Trois employés du portail d’information Dawei Watch arrêtés dans un nouveau coup de filet de l’armée birmane
Deux journalistes et un graphiste de Dawei Watch, média en ligne qui couvre l’actualité du sud de la Birmanie, ont été arrêtés par l'armée dans la nuit du mardi 18 au mercredi 19 janvier. Reporters sans frontières (RSF) exige leur libération immédiate ainsi que celle de la cinquantaine d’autres journalistes encore détenus par la junte.
Ils ont été interpellés au cours de raids nocturnes quasiment simultanés et travaillaient tous pour Dawei Watch, un média en ligne basé à Dawei, la capitale de la région de Tanintharyi à l’extrême sud du territoire birman.
D’après les informations recueillies par RSF auprès de la direction du site, la journaliste Moe Myint - également connue sous le nom de Yu Yu Maw - a été arrêtée mardi 18 janvier à 23h38. Son confrère, le reporter Than Zaw Tun - dit Ko Zaw - et le webdesigner Phyo Pyae Lay Lwin - surnommé Thargyi - ont été arrêtés dans la foulée, jeudi, entre minuit et deux heures du matin. Ko Zaw aurait été emmené hors de chez lui par les forces de sécurité, avec les mains liées dans le dos et un sac en tissu sur la tête.
Selon les médias locaux, les trois employés de Dawei Watch sont désormais détenus dans un poste de police de Dawei et leurs familles ont été autorisées à leur envoyer de la nourriture, des vêtements et des médicaments.
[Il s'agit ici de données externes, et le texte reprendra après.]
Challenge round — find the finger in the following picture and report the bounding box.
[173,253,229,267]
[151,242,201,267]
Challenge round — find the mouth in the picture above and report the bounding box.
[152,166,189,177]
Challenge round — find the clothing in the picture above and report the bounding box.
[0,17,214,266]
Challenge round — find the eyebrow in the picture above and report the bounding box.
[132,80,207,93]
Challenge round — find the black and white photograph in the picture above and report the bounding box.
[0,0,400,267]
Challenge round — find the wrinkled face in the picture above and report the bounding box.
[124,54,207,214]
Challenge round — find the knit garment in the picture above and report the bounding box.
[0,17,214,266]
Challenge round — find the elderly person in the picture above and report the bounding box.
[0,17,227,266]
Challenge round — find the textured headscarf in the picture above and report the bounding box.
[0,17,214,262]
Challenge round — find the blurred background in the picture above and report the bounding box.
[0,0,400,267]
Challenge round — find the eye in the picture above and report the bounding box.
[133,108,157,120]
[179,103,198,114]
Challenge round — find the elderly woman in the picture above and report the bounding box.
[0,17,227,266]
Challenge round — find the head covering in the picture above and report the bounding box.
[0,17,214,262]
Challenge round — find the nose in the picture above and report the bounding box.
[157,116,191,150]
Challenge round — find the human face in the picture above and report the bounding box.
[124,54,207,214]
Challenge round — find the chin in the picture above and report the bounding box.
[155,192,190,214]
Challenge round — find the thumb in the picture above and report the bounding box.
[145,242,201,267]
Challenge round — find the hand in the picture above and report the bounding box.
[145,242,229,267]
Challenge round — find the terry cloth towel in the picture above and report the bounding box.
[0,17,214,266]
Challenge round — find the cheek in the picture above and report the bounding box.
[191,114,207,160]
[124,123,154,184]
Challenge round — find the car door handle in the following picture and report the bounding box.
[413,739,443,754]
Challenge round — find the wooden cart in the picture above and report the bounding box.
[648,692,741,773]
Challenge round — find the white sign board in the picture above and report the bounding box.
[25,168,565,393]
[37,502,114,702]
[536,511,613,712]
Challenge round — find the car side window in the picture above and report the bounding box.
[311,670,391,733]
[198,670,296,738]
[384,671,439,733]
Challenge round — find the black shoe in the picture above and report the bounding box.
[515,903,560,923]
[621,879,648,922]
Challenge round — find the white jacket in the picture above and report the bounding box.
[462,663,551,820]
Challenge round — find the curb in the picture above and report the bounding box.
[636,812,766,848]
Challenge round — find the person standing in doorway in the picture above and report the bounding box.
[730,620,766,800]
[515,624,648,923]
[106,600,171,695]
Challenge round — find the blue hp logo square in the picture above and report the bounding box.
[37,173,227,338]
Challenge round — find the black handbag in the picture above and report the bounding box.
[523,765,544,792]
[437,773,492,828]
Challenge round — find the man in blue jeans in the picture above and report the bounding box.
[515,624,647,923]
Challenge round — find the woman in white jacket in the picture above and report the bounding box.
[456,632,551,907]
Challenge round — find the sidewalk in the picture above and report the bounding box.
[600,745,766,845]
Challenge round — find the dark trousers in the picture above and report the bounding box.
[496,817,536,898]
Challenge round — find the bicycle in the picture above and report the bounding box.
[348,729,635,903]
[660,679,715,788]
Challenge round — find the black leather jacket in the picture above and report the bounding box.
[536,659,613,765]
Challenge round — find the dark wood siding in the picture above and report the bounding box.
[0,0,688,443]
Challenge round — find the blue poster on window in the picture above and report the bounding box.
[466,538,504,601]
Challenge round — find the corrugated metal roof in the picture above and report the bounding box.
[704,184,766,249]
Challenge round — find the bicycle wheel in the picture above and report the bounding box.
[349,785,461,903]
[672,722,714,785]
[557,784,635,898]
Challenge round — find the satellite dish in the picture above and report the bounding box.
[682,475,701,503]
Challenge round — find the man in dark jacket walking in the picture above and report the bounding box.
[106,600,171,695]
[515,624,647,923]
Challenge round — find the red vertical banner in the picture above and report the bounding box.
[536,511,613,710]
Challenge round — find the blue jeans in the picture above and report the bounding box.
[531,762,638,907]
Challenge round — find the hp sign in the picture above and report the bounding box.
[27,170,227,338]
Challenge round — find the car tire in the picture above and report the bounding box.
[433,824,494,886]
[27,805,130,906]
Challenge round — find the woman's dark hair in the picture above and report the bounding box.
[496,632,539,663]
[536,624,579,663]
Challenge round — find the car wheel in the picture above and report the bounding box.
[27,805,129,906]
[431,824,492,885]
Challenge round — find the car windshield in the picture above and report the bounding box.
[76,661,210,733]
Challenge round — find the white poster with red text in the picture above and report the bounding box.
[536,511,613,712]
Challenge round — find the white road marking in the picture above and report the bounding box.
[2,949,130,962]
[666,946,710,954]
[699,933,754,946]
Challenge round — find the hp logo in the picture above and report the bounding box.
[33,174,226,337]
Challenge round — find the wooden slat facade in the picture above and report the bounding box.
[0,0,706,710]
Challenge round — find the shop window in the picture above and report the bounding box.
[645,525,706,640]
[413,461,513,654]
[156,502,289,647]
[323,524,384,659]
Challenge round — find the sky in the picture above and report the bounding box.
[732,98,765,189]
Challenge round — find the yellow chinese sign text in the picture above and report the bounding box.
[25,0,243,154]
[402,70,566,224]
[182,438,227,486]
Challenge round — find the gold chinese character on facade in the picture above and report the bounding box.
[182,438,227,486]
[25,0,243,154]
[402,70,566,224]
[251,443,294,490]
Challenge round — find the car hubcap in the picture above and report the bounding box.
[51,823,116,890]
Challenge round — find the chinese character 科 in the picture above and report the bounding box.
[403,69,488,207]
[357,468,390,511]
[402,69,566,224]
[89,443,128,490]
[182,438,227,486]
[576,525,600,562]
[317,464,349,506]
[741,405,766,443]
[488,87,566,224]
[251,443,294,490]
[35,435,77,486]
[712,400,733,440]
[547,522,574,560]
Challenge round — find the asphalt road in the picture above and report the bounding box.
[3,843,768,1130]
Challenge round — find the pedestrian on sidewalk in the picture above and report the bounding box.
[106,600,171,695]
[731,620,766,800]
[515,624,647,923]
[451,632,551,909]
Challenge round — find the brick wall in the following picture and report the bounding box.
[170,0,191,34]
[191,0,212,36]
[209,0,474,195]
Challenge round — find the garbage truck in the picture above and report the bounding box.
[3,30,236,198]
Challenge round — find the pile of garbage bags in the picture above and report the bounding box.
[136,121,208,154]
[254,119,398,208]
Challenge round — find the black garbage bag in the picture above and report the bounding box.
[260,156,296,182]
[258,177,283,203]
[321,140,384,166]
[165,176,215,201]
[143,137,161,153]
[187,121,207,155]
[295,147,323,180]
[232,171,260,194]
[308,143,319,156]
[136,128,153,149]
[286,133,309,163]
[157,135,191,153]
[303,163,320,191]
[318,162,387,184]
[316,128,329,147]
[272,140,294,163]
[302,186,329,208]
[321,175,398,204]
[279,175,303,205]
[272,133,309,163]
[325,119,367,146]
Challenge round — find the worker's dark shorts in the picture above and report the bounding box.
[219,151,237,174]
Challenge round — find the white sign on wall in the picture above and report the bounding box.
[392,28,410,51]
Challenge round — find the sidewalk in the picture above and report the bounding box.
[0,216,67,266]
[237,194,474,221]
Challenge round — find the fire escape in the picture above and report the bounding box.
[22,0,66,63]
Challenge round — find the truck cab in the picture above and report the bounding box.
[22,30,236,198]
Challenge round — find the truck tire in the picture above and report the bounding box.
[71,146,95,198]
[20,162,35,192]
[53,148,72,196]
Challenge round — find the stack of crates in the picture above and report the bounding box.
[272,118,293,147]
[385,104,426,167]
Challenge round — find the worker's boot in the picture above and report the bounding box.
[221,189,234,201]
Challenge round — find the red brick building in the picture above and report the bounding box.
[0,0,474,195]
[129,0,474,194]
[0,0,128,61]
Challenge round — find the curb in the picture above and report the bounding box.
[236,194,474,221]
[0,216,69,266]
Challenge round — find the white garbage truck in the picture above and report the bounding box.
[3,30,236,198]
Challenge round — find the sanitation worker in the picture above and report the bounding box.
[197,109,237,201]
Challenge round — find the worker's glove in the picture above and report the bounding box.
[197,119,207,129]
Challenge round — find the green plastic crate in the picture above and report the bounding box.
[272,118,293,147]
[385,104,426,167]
“Cette vague ciblée d’arrestations, soigneusement planifiée, constitue une nouvelle étape dans l’effroyable escalade de la terreur dans laquelle s'enferme la junte birmane, déplore le responsable du bureau Asie-Pacifique de RSF, Daniel Bastard. RSF exige la libération immédiate des trois employés de Dawei Watch, ainsi que de la cinquantaine de leurs confrères actuellement maintenus derrière les barreaux. L’organisation appelle la communauté internationale à durcir les sanctions ciblées contre les dignitaires du régime. À quelques semaines du premier anniversaire du coup d’État du 1er février 2021, le monde ne peut plus regarder sans rien faire.”
60 détenus, 14 condamnés
Les bureaux de Dawei Watch ont été perquisitionnés peu de temps avant les arrestations. Dans les locaux, les forces de police ont saisi plusieurs documents et d’autres objets.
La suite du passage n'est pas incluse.